The two-tier dynamics are most evident in the Klang Valley, where newer, green buildings are being absorbed earlier, while older stock faces mounting pressure unless actively repositioned.
In retail, performance is expected to remain highly dependent on format and location, with landlords prioritising tenant retention and mix optimisation amid intensifying competition.
“As competition intensifies, especially in overlapping catchments, landlords are prioritising tenant retention and mix optimisation over headline rental growth,” said director of retail management and consultancy Yuen May Chee.
The residential market is likely to see continued demand in 2026, though buyers are becoming more discerning amid affordability pressures and a high supply pipeline.
“Demand remains active, but buyers are more selective due to the high housing pipeline, both existing and new inventory. We are seeing self-correction in selected markets through pricing and product discipline rather than broad-based recovery,” said senior executive director of research and consultancy Judy Ong.
Infrastructure-led corridors, including the Rapid Transit System (RTS) Link in Johor and major rail and road projects across the Klang Valley and Penang, are expected to remain key demand drivers.
Outlook underpinned by 2H2025 research
Data from the second half of 2025 underscores why momentum alone is no longer sufficient.
Industrial markets continued to show resilience, with prime manufacturing facilities in the Klang Valley maintaining steady take-up, while Johor benefited from deeper cross-border integration under the Johor-Singapore Special Economic Zone. Penang recorded a 40.6% year-on-year increase in foreign direct investment, despite a decline in transaction volumes due to land scarcity.

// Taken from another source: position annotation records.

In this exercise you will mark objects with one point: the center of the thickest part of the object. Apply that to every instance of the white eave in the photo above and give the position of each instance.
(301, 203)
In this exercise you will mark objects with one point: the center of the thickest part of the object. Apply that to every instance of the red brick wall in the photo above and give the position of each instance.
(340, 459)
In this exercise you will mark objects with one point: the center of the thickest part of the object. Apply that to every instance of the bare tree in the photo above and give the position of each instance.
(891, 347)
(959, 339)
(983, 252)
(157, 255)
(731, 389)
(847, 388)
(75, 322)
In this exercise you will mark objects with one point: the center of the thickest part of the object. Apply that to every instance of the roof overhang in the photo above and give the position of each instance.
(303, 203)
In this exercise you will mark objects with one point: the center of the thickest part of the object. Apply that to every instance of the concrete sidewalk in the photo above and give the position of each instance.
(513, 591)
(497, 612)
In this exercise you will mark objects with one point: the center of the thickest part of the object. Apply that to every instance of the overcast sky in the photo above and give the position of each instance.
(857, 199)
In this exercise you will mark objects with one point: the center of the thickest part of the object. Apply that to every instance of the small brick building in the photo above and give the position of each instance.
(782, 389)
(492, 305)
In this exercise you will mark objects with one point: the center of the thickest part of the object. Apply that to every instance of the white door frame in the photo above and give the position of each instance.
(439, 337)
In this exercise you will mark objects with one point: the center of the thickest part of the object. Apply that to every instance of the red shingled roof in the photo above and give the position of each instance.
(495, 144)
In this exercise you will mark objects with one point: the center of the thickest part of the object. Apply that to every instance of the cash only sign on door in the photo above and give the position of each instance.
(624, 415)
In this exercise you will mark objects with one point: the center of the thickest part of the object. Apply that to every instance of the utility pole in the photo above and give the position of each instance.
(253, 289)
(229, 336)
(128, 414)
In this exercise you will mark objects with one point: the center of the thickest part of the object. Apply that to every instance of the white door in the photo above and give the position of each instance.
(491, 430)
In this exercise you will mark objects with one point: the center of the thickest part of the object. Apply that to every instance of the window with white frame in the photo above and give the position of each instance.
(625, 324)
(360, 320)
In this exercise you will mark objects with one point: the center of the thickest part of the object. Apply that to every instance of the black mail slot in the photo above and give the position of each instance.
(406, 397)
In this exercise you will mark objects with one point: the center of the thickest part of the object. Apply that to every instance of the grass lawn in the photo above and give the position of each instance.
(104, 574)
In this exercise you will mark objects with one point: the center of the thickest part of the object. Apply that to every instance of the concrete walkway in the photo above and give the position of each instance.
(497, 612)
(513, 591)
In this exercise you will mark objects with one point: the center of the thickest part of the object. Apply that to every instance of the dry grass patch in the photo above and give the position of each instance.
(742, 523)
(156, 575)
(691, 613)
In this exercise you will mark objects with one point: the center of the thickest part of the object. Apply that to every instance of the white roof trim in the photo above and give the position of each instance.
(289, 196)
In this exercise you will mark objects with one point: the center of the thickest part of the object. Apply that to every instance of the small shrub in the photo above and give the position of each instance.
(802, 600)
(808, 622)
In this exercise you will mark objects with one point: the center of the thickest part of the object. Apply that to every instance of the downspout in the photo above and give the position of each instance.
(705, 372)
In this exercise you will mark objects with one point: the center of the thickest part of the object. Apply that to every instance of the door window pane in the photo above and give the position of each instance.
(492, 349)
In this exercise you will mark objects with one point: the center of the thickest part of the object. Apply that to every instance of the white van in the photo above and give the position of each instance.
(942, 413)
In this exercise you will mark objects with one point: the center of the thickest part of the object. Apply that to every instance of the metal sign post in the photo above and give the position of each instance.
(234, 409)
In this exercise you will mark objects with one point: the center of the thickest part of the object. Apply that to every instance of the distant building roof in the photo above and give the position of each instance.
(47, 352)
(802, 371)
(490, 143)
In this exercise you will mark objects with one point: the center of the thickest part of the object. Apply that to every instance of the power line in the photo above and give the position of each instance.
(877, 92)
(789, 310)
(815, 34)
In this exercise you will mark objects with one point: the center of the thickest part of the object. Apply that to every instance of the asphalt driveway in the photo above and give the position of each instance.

Across the office, retail and residential segments, performance increasingly diverged based on asset quality, location and alignment with end-user demand. Overhang levels improved selectively where pricing and product offerings were well-calibrated, pointing to gradual market self-correction rather than a broad-based recovery.
Overall, the signals from 2H2025 suggest that the central challenge heading into 2026 is not whether demand exists, but whether strategies are aligned with the fundamentals that now matter most—infrastructure readiness, asset purpose and disciplined execution.